Eric Aho’s World: New show at Tayloe Piggott gallery creates a lush landscape through art

By on December 20, 2017

The “Meeting Place,” a solo exhibition for Eric Aho opening reception will be
Dec. 21 from 6 to 8 p.m. at the Tayloe Piggott Gallery

Walking into the Tayloe Piggott Gallery should feel like entering Eric Aho’s world. The abstract landscape oil painter’s work is void of people and features lush greenery and dynamic compositions of snow and ice.

“You kind of come in and it’s definitely an experience,” said Sophie Schwabacher with the gallery. “His work is really theatrical.”

This is Aho’s first show at Tayloe Piggott. The gallery will host an opening reception from 6 to 8 p.m. Dec. 21 and the show hangs through Feb. 10.

Aho is an abstract landscape painter but his work uses varying degrees of abstract, Schwabacher said. Some paintings might seem a total blur, where the viewer gets the sense of colors and texture of nature, while in others trees or a horizon line might be discernable, she said.

He uses paint and color in a sophisticated way to create gestural paintings.

“He’s really a painter’s painter and that’s something you can only tell if you are in front of the work,” Schwabacher said.

The Vermont-based artist was born in Massachusetts and received a degree in printmaking at the Massachusetts College of Art. He continued his studies at the Central Saint Martins School of Art and Design in London and has shown his work in the U.S. and internationally.

Aho started as a plein air painter, creating his work outdoors. He still finds inspiration outside, but now works primarily in his studio, Schwabacher said. The name of his show “Meeting Place,” reflects that process. Aho describes painting as being in the woods and the painting at the same time. It’s an interaction between the paint itself and his memory to create the experience, Schwabacher said.

“I think that is kind of beautiful,” Schwabacher said.

It also has meaning for the viewer, who will both experience the painting but also feel transported to the outdoors.

“You are also kind of meeting the painting itself as a viewer,” Schwabacher said.

Most of Aho’s paintings are large, one is 80 x 80. About 20 of his work will hang in the two main spaces of the gallery. They portray the outdoors, primarily scenes from Cuba and the East Coast, in all seasons.

“You get to walk through the different seasons with him as you walk through the gallery,” Schwabacher said.

In addition to Aho’s show, the gallery is also hanging five pieces by Sebastian Blanck. The gallery showed Blanck’s paintings depicting summer during the summer season. The new work is fittingly winter scenes.
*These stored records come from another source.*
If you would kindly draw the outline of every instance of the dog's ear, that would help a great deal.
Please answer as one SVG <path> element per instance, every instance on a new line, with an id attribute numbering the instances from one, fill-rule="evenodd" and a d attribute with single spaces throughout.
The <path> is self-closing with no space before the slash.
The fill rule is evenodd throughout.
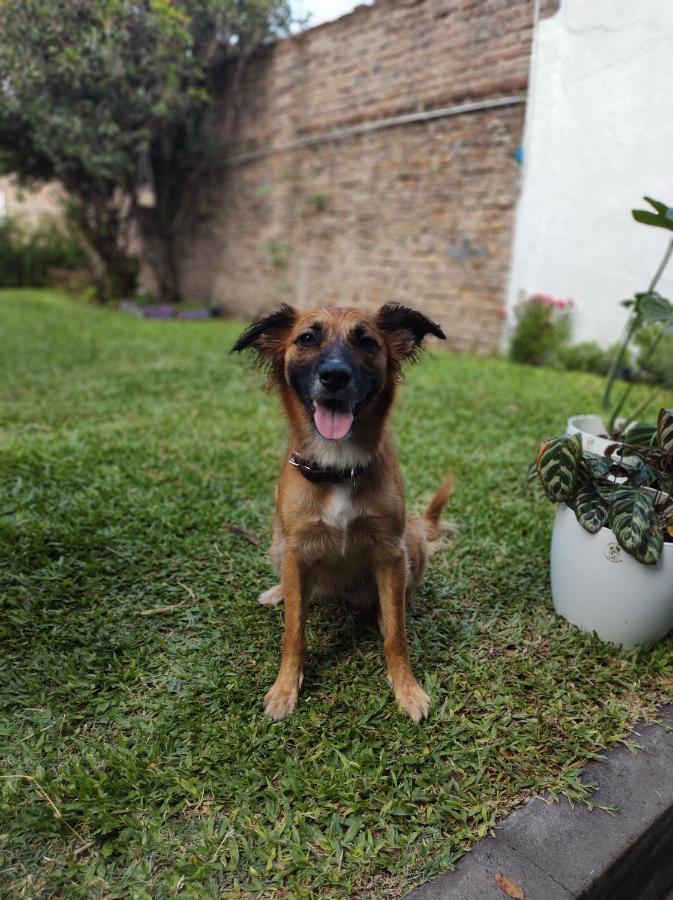
<path id="1" fill-rule="evenodd" d="M 416 358 L 426 334 L 446 340 L 446 335 L 436 322 L 399 303 L 382 306 L 376 314 L 376 324 L 388 337 L 391 359 L 396 368 L 405 360 Z"/>
<path id="2" fill-rule="evenodd" d="M 285 341 L 297 319 L 297 311 L 284 303 L 249 325 L 231 348 L 232 353 L 250 348 L 262 365 L 282 364 Z"/>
Blanck, a New York-based artist, uses a distinctive, personal collage technique where he layers painted paper over watercolors onto stretched Japanese paper, according to the gallery press material. Those collage watercolors make up most of his work, but he’s recently started exploring with oils on canvas. He works from photographs and tasks himself to make a painting a day, according to the press release. The structure allows him to work intuitively and quickly and use mistakes as possibilities.
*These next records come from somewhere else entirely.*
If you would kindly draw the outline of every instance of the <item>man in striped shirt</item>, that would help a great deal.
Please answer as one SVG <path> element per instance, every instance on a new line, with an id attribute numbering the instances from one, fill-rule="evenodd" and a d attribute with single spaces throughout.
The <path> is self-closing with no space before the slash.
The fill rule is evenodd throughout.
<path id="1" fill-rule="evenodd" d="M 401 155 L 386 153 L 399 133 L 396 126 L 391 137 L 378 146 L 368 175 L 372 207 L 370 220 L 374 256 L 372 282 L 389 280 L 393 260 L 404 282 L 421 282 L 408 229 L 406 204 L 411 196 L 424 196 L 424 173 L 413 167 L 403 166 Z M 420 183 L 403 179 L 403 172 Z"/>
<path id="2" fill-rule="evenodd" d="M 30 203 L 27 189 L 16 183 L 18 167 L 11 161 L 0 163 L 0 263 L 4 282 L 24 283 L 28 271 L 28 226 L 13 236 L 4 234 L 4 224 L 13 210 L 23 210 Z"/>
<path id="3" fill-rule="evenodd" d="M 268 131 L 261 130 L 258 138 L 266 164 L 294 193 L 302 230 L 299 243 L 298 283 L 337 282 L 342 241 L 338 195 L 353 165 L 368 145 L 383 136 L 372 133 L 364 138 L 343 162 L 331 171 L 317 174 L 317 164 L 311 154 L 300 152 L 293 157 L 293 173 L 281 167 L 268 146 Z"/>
Blanck’s paintings complement Aho’s work, Schwabacher said. Both are depicting seasonal landscapes. Both create work that is quiet and challenges the viewer to enter the painting.

But the two artists also contradict each other, Schwabacher said. Aho’s work is abstract while Blanc’s work is clean and simple and features people to create an intimate narrative, Schwabacher said. Blanck captures not just the landscape, but the personalities of loved ones he renders with vibrant color and playful composition.

“It feels like the artists are living in the same world,” Schwabacher said. “But they really play off different things. PJH

The “Meeting Place,” a solo exhibition for Eric Aho opening reception will be Dec. 21 from 6 to 8 p.m. at the Tayloe Piggott Gallery, 62 S. Glenwood St. The show hangs through Feb. 10.